Because it is a science article, not a pseudoscience article.
brant
3 / 5 (4) May 11, 2010
Halton Arp.

His theory is that objects get ejected from the center of galaxies and start new galaxies.
Eric_B
1.8 / 5 (10) May 11, 2010
I for one like big women with a good dark tan... She can stay in my galaxy then!
Nik_2213
4.2 / 5 (6) May 12, 2010
If this is a super-massive black hole, presumably it will stop 'feeding' voraciously when it gets beyond the host galaxy's disk and gas clouds. Such a 'quiet' object would represent a lot of 'missing mass'...
Sonhouse
1 / 5 (2) May 12, 2010
If this is a super-massive black hole, presumably it will stop 'feeding' voraciously when it gets beyond the host galaxy's disk and gas clouds. Such a 'quiet' object would represent a lot of 'missing mass'...


The mass is not missing since it can be measured, it is all squished up in one place. The missing mass problem is one in which it is very difficult to actually see the stuff but its effects can be sussed out by gravitational interactions.
Skeptic_Heretic
3.3 / 5 (4) May 12, 2010
If this is a super-massive black hole, presumably it will stop 'feeding' voraciously when it gets beyond the host galaxy's disk and gas clouds. Such a 'quiet' object would represent a lot of 'missing mass'...

Great point.

The mass is not missing since it can be measured, it is all squished up in one place.

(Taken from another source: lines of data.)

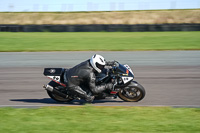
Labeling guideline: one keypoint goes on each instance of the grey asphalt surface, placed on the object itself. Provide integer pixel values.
(171, 78)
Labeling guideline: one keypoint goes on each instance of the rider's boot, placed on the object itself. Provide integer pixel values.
(83, 95)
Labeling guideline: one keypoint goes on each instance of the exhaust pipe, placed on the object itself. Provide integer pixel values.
(54, 91)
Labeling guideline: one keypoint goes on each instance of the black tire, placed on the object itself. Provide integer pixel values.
(57, 97)
(134, 92)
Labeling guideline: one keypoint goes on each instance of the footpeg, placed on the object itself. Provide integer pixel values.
(48, 87)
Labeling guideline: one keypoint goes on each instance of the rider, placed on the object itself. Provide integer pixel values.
(84, 73)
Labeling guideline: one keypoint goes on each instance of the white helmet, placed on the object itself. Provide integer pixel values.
(98, 62)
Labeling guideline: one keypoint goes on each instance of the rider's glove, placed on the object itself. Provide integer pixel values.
(109, 86)
(110, 63)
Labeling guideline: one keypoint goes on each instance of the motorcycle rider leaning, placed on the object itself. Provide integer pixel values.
(84, 73)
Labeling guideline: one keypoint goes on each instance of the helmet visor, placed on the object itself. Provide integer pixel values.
(101, 67)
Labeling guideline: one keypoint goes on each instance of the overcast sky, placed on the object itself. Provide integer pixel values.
(94, 5)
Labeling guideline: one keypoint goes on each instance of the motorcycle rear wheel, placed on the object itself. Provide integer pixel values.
(132, 93)
(57, 97)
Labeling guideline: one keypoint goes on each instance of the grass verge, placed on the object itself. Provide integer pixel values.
(99, 41)
(99, 120)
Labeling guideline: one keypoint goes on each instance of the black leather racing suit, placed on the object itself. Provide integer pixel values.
(83, 73)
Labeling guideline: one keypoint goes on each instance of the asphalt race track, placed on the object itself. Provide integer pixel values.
(171, 78)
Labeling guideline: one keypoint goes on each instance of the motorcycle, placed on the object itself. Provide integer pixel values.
(120, 75)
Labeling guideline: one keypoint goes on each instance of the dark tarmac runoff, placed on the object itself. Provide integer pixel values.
(170, 78)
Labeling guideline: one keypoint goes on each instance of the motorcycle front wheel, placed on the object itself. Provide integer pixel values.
(134, 92)
(57, 97)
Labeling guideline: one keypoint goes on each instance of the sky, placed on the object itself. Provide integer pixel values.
(93, 5)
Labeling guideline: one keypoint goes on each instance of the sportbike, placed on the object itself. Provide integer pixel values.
(120, 75)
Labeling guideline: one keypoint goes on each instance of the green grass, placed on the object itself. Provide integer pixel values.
(100, 120)
(99, 41)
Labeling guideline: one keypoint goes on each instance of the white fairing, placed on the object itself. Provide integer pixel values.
(126, 79)
(127, 66)
(97, 59)
(56, 78)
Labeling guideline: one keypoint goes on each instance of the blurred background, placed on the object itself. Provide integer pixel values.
(94, 5)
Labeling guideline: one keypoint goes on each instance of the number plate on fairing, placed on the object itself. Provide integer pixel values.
(127, 66)
(126, 79)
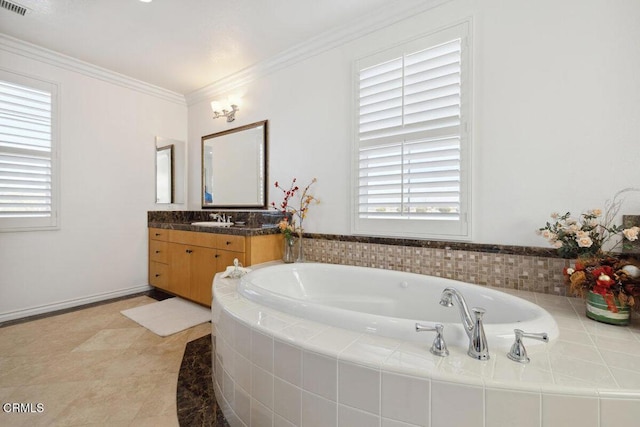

Yes but you're ignoring the point that if this process is more commonplace than we suspect we may have identified why the Universe appears so empty and why we have so much missing matter within our calculations.
PinkElephant
3 / 5 (2) May 12, 2010
if this process is more commonplace than we suspect we may have identified why the Universe appears so empty and why we have so much missing matter within our calculations.
That doesn't agree with empirical data.

The object in question is estimated at ~1 billion solar masses. A galaxy like the Milky Way comprises ~500 billion solar masses worth of baryonic material alone. So a typical supermassive black hole accounts for less than 1% of its host galaxy's observable matter, and that's without even considering Dark Matter.

Also, with respect to "missing matter", if you're referring to Dark Matter, it appears (according to observations) to be uniformly distributed throughout any given galaxy's volume (including the halo). You'd need a LOT of black holes scattered about to create such an effect, which would imply a great many X-ray and gamma ray point sources, not to mention gravitational lensing anomalies, just within our galaxy alone.
Skeptic_Heretic
3.7 / 5 (3) May 12, 2010
I wasn't clear.

When I say missing matter I'm not referring to anything beyond the 1.6% of Baryonic matter that is considered "Cold" Baryonic matter that we can't precisely quantify as it is relatively quiet emissions wise. I'm not suggesting that Dark Matter or dark energy can be accounted for through this process.
PS3
not rated yet May 13, 2010
The photo does nothing for me.Looks like BH's all over with the same grey smudge.
MikeLisanke
not rated yet May 14, 2010
Just how fast can a super massive black hole leave its galaxy? Even if a particle of light tries to leave the galaxy it still takes a very long time, yes?